The question is, is there any way to get this to work? I am trying to dynamically set the Instrumentation key while keeping in tact the ability to pass in a JSON object for my app settings
I'm seeing extremely confusing results with copy properties construct in general. most of the times is blows up with absolutely cryptic errors.

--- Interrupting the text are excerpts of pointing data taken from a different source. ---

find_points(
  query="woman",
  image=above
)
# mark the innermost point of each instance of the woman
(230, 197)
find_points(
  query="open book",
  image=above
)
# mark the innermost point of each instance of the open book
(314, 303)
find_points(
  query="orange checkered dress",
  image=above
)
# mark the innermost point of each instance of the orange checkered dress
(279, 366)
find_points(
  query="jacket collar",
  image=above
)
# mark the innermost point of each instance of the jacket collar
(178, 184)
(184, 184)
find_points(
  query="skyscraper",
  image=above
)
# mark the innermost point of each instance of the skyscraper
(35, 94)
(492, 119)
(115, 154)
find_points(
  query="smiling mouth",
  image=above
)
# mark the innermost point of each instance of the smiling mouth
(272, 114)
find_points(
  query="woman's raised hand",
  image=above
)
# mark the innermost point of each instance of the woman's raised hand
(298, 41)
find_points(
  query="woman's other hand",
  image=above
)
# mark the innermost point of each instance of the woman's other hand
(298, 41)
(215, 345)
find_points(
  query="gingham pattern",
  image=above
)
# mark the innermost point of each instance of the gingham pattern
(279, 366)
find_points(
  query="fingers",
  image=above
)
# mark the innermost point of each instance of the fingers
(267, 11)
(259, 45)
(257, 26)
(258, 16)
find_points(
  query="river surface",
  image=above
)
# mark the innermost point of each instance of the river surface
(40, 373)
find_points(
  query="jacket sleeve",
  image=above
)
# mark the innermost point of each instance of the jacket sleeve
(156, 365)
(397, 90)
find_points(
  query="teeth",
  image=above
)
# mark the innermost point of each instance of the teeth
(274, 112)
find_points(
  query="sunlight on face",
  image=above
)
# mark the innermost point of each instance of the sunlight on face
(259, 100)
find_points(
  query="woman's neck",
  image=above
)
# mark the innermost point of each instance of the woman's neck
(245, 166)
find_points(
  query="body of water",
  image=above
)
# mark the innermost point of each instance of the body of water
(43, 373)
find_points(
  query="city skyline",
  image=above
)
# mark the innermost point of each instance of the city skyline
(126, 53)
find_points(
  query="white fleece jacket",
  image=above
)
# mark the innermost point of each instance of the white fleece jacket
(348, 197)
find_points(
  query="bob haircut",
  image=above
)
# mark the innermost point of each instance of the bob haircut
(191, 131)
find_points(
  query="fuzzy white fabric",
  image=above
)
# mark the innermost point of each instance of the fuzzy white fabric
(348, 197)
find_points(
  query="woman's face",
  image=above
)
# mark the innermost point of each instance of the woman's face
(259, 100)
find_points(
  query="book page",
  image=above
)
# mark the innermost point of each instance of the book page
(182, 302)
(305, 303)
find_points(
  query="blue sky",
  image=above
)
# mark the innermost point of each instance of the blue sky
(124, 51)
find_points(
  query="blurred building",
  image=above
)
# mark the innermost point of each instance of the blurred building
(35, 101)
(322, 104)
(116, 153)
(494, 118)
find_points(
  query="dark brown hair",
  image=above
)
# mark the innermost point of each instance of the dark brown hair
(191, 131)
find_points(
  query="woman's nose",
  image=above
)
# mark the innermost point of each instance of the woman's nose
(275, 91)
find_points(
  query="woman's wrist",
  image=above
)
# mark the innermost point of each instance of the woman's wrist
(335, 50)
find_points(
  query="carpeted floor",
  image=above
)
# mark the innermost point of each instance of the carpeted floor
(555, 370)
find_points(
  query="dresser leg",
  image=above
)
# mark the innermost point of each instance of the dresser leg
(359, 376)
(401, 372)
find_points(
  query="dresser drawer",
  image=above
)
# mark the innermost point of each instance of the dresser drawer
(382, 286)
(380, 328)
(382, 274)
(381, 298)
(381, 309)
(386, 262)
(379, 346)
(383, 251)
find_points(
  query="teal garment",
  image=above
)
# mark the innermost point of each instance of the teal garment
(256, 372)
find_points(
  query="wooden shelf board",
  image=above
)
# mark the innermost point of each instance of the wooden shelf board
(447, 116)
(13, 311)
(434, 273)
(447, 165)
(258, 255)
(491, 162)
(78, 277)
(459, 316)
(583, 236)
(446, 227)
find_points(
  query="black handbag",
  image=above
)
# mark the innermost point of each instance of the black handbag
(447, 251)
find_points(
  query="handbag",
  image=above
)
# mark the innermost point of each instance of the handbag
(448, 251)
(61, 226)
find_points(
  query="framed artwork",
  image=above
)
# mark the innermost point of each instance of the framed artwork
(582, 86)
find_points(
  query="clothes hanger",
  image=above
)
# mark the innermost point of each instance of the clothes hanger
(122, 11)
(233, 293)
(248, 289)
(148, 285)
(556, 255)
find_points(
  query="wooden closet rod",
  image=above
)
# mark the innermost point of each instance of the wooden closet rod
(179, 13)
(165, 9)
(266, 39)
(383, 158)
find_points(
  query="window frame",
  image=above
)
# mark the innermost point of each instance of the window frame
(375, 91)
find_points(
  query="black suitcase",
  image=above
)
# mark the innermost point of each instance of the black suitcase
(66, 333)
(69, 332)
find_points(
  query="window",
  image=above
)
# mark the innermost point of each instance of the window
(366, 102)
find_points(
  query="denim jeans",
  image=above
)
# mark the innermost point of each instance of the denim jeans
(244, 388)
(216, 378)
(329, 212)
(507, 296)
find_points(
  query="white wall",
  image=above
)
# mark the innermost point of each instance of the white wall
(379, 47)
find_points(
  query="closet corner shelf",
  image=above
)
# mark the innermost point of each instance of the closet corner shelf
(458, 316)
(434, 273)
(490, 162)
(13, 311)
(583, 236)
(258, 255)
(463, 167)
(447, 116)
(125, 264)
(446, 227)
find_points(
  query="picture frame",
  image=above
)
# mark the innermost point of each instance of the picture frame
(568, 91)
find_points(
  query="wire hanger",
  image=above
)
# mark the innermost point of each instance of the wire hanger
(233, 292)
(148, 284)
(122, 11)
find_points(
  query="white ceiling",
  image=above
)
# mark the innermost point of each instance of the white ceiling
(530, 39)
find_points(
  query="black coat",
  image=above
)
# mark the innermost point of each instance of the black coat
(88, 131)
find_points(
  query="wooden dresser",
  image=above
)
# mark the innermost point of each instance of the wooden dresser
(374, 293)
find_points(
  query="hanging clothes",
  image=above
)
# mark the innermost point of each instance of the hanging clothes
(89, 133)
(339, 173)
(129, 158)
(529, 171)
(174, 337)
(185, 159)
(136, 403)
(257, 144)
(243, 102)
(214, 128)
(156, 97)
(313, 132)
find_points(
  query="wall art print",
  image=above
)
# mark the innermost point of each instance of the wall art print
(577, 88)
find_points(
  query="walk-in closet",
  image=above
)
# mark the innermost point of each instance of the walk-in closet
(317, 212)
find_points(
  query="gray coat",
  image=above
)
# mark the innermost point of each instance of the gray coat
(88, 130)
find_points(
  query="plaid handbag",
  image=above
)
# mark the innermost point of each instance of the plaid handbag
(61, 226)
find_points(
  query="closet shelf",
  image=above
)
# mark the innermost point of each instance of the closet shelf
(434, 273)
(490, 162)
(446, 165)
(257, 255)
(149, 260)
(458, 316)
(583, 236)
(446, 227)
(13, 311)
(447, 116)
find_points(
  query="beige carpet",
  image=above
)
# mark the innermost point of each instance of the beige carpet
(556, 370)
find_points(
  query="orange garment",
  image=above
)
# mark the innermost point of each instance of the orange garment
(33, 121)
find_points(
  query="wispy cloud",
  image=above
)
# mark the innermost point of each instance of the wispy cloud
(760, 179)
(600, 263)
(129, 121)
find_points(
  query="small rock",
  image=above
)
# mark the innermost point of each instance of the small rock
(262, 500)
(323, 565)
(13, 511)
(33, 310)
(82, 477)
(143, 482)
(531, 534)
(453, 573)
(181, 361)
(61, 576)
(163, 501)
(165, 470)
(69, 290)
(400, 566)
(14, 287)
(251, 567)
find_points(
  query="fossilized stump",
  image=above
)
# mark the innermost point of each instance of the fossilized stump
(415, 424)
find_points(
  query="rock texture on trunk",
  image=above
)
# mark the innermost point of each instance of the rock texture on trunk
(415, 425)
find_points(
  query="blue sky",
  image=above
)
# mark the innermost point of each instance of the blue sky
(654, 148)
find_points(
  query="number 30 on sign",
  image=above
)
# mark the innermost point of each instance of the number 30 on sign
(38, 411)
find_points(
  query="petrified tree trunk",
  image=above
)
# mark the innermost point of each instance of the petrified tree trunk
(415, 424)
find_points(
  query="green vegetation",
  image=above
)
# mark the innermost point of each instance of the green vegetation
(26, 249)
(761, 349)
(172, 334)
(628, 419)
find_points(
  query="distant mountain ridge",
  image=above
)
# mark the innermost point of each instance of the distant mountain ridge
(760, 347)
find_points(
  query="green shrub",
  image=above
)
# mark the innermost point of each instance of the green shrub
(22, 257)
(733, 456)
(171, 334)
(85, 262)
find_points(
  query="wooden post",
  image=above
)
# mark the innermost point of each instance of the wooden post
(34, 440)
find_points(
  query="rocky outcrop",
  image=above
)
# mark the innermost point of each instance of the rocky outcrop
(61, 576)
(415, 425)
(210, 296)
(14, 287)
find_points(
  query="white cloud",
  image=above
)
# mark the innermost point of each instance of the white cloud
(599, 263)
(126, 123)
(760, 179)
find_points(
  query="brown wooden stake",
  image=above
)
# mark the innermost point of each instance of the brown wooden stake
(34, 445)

You won’t be able to use the reference() function in the count property – the copy loop is expanded at compile time – reference is evaluated at run-time. also, today I cant reproduce my working example, but i had a working example of reference function working in a copy properties, without if() though. You might want to create a bare minimum example showing how this doesnt work (so only 1 resource ideally). If that doesnt work you might want to raise an issue on github and\or azure feedback
You might be able to work around this by using nested deployments. but generally using properties copy in a clever way is a bit of a pain, due to compile\runtime issues.